«Les partis doivent se conduire d’une manière à redonner au peuple confiance dans la politique et les politiciens, en étant égaux en argent et médias, afin qu’ils fassent parvenir leurs programmes au citoyen sans mystification, et que celui-ci puisse choisir avec liberté et objectivité». C’est en ces mots que Moncef Marzouki, président du Congrès pour la République (Tunisie), justifie sa volonté d’interdire les publicités pour les partis politiques. Selon lui et d’autres défenseurs de la démocratie, la publicité politique favorise les gros partis, et pose un danger à la démocratie.
Les pays africains, comme tout autre pays du monde, doivent faire un choix quant à l'étendue de la liberté d'expression qu'ils veulent autoriser. Il est vrai que les "grands" partis ont davantage de moyens financiers pour produire de la publicité politique de masse. La liberté d'expression, une des valeurs fondamentales de la démocratie et des sociétés libérales, ne devrait jamais voir son terrain d'expression miné. Les seules circonstances qui, à mon avis, justifient une limitation de la liberté d'expression sont celles qui posent un danger à la survie de la démocratie libérale.

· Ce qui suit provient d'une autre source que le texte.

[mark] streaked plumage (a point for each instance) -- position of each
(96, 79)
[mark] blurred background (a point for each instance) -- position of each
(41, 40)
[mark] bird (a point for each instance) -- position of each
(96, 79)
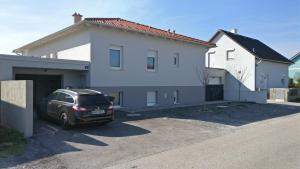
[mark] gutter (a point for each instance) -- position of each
(88, 23)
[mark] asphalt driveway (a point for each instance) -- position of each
(133, 136)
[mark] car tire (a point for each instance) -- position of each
(64, 120)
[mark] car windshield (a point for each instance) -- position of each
(92, 100)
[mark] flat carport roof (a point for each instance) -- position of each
(10, 61)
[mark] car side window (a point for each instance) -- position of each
(52, 96)
(68, 98)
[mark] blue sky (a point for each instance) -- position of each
(276, 22)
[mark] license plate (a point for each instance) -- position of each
(98, 112)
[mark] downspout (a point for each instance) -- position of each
(256, 64)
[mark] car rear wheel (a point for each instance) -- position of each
(64, 120)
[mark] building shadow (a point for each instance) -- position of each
(230, 113)
(50, 140)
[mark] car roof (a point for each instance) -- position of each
(79, 91)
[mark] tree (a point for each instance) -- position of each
(241, 74)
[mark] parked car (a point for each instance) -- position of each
(77, 106)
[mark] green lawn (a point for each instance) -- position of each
(12, 142)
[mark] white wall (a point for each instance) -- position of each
(75, 46)
(17, 105)
(243, 60)
(135, 48)
(271, 75)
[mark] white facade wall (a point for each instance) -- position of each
(271, 75)
(135, 48)
(75, 46)
(243, 60)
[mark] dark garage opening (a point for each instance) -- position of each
(43, 85)
(214, 92)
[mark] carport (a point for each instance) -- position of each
(46, 75)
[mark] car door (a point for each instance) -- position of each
(53, 103)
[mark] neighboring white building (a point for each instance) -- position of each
(262, 66)
(140, 65)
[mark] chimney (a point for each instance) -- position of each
(77, 17)
(234, 31)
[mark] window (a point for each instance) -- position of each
(210, 59)
(63, 97)
(176, 97)
(115, 54)
(215, 80)
(92, 100)
(151, 61)
(68, 99)
(53, 55)
(176, 60)
(151, 98)
(118, 101)
(230, 54)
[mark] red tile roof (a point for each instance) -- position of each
(125, 24)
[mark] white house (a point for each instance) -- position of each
(260, 66)
(140, 65)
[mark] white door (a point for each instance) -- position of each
(151, 98)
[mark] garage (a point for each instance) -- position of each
(26, 80)
(214, 89)
(43, 85)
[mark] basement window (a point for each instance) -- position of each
(230, 54)
(115, 57)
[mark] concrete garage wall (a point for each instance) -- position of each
(17, 105)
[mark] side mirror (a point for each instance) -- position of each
(110, 98)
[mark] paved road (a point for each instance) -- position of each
(272, 144)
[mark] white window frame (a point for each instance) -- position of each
(227, 54)
(150, 104)
(120, 48)
(176, 97)
(209, 59)
(155, 60)
(176, 58)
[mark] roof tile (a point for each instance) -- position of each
(122, 23)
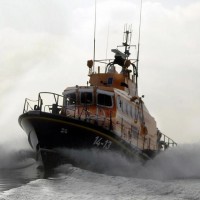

En Afrique, comme dans nombreux autres pays, la liberté d'expression, fruit d'une société ouverte à la pluralité des opinions, sonne souvent le glas (malheureusement et paradoxalement) de la tolérance. Ce paradoxe puise ses sources dans les fondements de la démocratie. En tant qu'expression du pouvoir du peuple, par le peuple et pour le peuple, la démocratie, au sens minimal du terme (i.e. tenue d'élections, libres et régulières), n'est pas la clef d'une société juste. En effet, mieux vaut vivre dans une monarchie absolue où le Souverain respecte les droits de l'homme, assure la justice et le bien-être des citoyens, que dans une démocratie strictement électorale où les élus se contentent d'opprimer la population.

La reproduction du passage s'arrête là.